Lorſque nous voyons renouveller la Lune, la Terre lui parait dans ſon plein ; quand elle eſt dans ſon premier quartier, la Terre lui parait être dans ſon troiſieme quartier, &c.

De MARS.

Mars ſuit la Lune dans l’ordre des Planetes, etant la premiere au deſſus de l’orbe de la Terre. Sa diſtance du Soleil eſt de 123 milions de miles, et en cheminant à raiſon de 47,000 miles par heure il acheve ſa révolution autour de lui en 678 jours 17 heures, ce qui fait ſon année, contenant 667 jours 18 heures, chaque jour de 40 minutes plus long que le notre. Son diamètre eſt de 4444 miles ; elle ne reçoit du Soleil que la moitié de clarté et chaleur que la Terre ; et le Soleil ne lui parait que la moitié auſſi gros qu’à nous.

Cette Planete dont la grandeur n’eſt que la cinquième partie de celle de la Terre, eſt de couleur de feu ; et par ſes appulſions à quelques-unes des Etoiles fixes, elle ſemble environnée d’un Atmoſphere très épais. Elle parait quelquefois gibeuſe ou contournée, mais jamais cornée ; ce qui démontre que ſon orbe comprend celui de la Terre, et qu’elle ne luit point par ſa propre lumière.

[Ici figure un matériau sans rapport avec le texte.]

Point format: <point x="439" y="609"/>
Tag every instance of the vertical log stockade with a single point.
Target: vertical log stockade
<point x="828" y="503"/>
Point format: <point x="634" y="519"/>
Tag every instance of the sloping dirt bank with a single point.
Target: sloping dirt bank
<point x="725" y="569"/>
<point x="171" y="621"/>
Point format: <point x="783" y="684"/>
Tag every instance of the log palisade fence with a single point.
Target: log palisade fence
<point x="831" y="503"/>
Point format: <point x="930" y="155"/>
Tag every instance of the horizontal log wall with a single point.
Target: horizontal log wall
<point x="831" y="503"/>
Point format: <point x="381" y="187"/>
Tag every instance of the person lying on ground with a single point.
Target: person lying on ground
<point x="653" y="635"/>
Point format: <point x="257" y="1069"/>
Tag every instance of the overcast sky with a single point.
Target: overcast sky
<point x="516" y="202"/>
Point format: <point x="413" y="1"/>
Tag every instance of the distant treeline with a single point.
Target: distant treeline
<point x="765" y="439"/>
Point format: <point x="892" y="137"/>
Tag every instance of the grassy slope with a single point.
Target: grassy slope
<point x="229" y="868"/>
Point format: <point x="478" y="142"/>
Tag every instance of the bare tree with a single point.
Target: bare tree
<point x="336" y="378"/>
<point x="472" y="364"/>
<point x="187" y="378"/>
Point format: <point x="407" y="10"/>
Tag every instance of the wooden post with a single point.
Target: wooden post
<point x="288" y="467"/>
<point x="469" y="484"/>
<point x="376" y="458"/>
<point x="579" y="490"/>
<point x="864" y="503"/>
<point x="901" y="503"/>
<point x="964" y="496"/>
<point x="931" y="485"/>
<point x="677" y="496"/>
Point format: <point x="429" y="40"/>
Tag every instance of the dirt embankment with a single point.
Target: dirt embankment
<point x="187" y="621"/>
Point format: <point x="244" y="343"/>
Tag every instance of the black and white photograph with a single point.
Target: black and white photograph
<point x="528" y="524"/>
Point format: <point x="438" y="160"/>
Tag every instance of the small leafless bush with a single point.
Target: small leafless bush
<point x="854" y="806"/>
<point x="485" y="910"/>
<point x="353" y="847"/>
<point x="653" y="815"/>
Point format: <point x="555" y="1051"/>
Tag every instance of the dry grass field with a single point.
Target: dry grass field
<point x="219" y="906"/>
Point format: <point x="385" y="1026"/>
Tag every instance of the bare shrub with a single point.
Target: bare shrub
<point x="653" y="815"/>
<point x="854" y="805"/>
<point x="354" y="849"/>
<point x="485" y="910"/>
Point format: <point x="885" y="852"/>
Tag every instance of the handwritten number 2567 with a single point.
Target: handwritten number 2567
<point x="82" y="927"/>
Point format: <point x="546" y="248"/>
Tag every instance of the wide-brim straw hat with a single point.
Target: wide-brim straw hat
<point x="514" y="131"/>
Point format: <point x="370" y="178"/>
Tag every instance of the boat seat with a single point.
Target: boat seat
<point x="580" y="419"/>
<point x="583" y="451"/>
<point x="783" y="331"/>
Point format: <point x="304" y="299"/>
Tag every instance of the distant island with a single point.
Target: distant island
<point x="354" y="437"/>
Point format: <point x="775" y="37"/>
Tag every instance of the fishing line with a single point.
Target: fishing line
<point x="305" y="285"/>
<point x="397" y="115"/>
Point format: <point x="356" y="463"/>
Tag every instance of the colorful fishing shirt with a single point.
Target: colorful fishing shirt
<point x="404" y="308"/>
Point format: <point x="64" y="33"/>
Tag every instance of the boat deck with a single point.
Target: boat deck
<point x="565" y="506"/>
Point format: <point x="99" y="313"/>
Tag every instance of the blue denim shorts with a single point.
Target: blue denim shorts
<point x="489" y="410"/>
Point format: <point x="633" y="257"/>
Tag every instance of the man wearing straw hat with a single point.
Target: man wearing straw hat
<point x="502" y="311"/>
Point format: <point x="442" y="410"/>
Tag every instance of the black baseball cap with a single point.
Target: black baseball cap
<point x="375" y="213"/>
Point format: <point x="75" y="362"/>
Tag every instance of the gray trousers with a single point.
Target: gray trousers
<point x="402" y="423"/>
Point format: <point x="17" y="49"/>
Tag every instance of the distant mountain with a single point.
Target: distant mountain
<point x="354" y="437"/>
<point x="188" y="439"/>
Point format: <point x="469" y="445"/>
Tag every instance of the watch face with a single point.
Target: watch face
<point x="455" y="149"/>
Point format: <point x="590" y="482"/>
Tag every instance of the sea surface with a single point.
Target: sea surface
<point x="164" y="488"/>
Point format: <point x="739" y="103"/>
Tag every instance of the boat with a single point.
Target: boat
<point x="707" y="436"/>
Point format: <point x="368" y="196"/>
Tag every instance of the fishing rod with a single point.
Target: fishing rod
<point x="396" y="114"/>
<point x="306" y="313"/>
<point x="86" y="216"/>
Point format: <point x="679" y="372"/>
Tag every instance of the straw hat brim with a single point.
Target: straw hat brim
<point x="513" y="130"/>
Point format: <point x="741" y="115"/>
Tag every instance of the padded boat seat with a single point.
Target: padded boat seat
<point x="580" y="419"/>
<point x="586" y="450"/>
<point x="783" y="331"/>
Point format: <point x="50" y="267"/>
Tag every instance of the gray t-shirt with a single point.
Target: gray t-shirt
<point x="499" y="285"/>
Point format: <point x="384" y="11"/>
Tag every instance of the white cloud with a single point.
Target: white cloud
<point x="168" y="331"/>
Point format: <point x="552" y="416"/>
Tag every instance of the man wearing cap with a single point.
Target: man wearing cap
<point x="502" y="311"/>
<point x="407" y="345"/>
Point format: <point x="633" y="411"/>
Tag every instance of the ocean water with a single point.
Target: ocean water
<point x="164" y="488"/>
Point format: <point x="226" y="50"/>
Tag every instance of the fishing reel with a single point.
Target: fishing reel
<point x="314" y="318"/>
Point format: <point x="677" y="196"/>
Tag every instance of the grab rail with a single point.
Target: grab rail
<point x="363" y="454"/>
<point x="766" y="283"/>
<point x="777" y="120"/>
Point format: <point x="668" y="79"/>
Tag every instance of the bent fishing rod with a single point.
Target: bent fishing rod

La Terre et la Lune paraiſſent à Mars comme deux Lunes, une plus grande que l’autre, changeant de place l’une à l’autre réciproquement, et paraiſſant par fois cornées, quelquefois à moitié ou aux trois quarts illuminées, mais jamais pleines, ni même éloignées l’une de l’autre de plus d’un quart de dégré, quoiqu’il y ait effectivement 240,000 miles de diſtance entre elles.

De JUPITER.

Cette Planete, qui eſt la plus groſſe de toute, eſt encore plus haute dans le Syſtême, etant éloignée d’environ 224 milions de miles du Soleil. Elle chemine à raiſon de 25,000 miles par heure dans ſon orbe et acheve ſa révolution annuelle en onze de nos ans, 314 jours et 18 heures. Elle eſt plus de mille fois plus grande que la Terre ; ſon diamêtre, qui eſt de 8000 miles, excede de dix lois celui de la Terre. Jupiter tourne ſur ſon axe en 9 heures 56 minutes, de ſorte que ſon année contient 10,464 jours ; et la rapidité diurne de ſes parties équatoriales ſurpaſſe la viteſſe avec laquelle il meut dans ſon orbe annuel.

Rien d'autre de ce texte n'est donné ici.